At that resistance level, the length of the CD leg would match the length of AB, which is the first major prerequisite for applying trend-reversal strategies to this particular setup. Secondly, it is anticipated that it would take the price action several more trading days to reach set target level, which would mean that the duration of the CD leg would be the same as the duration of AB – another major prerequisite.
Thirdly, at the aforementioned resistance level, CD would be exactly 161.8 per cent of AB – the final condition necessary for using trend-reversal strategies. Hence, contrarian traders could monitor the future behaviour of the price action, provided that it manages to break out above the Test Area and comes close to the upper boundary of the Risk Area, with the intent to open short positions. Depending on the significance of the new bearish commitment, once such a reversal takes place, the resulting downswing could fall as low as the 23.6 per cent Fibonacci retracement level at 1.16839.

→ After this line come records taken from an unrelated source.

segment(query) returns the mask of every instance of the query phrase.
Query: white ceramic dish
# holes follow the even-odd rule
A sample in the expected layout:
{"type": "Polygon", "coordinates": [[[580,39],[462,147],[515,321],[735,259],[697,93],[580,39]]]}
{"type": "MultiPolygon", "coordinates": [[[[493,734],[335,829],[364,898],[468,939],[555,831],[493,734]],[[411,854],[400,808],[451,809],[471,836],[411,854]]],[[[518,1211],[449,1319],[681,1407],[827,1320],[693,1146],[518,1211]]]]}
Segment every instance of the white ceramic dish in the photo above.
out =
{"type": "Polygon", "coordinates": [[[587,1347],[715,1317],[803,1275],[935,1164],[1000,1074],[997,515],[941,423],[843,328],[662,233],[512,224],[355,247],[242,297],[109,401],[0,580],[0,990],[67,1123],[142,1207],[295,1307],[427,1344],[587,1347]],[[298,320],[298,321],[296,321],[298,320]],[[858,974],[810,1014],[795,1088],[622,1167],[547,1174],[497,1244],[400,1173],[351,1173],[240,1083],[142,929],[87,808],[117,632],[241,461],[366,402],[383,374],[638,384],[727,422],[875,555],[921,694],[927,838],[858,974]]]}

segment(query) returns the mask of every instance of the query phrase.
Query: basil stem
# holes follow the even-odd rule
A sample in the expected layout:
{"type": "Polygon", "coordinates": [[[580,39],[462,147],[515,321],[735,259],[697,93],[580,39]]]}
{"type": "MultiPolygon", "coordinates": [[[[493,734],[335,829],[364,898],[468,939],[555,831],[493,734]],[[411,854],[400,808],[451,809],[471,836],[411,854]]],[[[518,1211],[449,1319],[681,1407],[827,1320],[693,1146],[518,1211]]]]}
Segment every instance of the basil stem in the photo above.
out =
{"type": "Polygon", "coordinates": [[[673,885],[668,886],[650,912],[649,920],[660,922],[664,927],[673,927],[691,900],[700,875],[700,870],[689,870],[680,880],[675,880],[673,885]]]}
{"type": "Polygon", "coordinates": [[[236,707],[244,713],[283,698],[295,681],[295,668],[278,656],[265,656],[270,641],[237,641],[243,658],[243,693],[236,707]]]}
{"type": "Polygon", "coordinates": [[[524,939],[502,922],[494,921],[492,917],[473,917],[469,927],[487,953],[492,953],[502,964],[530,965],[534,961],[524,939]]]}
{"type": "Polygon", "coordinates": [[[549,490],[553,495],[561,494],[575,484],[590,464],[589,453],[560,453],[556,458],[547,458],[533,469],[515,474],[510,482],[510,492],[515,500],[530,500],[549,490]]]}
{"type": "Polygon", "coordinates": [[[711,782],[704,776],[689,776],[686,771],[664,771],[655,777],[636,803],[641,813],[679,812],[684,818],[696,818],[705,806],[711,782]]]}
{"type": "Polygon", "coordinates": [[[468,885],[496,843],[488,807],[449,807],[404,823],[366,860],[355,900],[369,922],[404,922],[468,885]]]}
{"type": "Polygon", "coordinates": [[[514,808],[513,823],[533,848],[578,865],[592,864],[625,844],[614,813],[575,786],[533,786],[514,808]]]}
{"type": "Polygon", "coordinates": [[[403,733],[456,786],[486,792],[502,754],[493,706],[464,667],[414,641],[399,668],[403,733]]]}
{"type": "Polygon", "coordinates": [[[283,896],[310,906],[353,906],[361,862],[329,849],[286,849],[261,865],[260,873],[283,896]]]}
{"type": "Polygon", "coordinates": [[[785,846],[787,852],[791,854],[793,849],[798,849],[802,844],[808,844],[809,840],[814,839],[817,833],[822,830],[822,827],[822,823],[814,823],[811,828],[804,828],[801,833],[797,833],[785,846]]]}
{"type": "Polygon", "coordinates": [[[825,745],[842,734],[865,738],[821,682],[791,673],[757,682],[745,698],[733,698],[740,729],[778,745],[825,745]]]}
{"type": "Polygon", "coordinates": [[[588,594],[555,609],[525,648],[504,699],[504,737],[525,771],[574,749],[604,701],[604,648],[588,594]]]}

At a monetary policy meeting earlier today, the Governing Council of the European Central Bank decided to postpone any recalibrations to its monetary policy stance until December, when it expects to have more data. The decision effectively means that the already strained euro will not be receiving any support by the Bank at least until the end of the year, which, as was argued in our breakdown of the decision, could spell trouble for the struggling single currency.
The EURUSD already fulfilled the expectations of our previous follow-up of the pair, in that the price action tumbled to the 23.6 per cent Fibonacci retracement level at 1.16839 (as can be seen on the 4H chart below). Given the developments from today and the worsening epidemic conditions in Europe and elsewhere, the woes for the pair are only likely to be exacerbated in the following days and weeks.
That is why the second follow-up of the original EURUSD analysis is dedicated to examining just how low the pair could go in the near future.
Before determining whether the price action is overdue for a new bullish correction or it would head immediately towards the next logical target level at 1.16200, it is worthwhile examining its behaviour between the 27th of September and the 16th of October. Within the span of set period, the price action established a quite clearly discernible bullish 1-5 impulse wave pattern that was followed by a corrective ABC pattern.
Notice that the latter was terminated just above the 23.6 per cent Fibonacci retracement level, which established a subsequent 'Test Area'. In other words, the area in light blue would serve the role of a likely turning point for future dropdowns and upsurges.
In breaking down below it, today's price action did not change directions, as the ECB decision exerted a heavy selling pressure on the euro. Nevertheless, one should keep in mind that the price action is currently being driven largely by the fundamental external forces, as the market is still in the process of discounting ECB's decision. In other words, the likelihood of a bullish correction emerging soon is going to be increased as the overall levels of adverse volatility in the market start to wane.
At any rate, even if a bullish correction is to emerge right away, it is likely to be terminated below the 23.6 per cent Fibonacci level, which has assumed a new role of a prominent resistance, or from the upper boundary of the 'Test Area' at the latest. Meanwhile, both the underlying technical and fundamental indications seem to point to a very probable tumble towards the aforementioned support level at 1.16200 in the near future.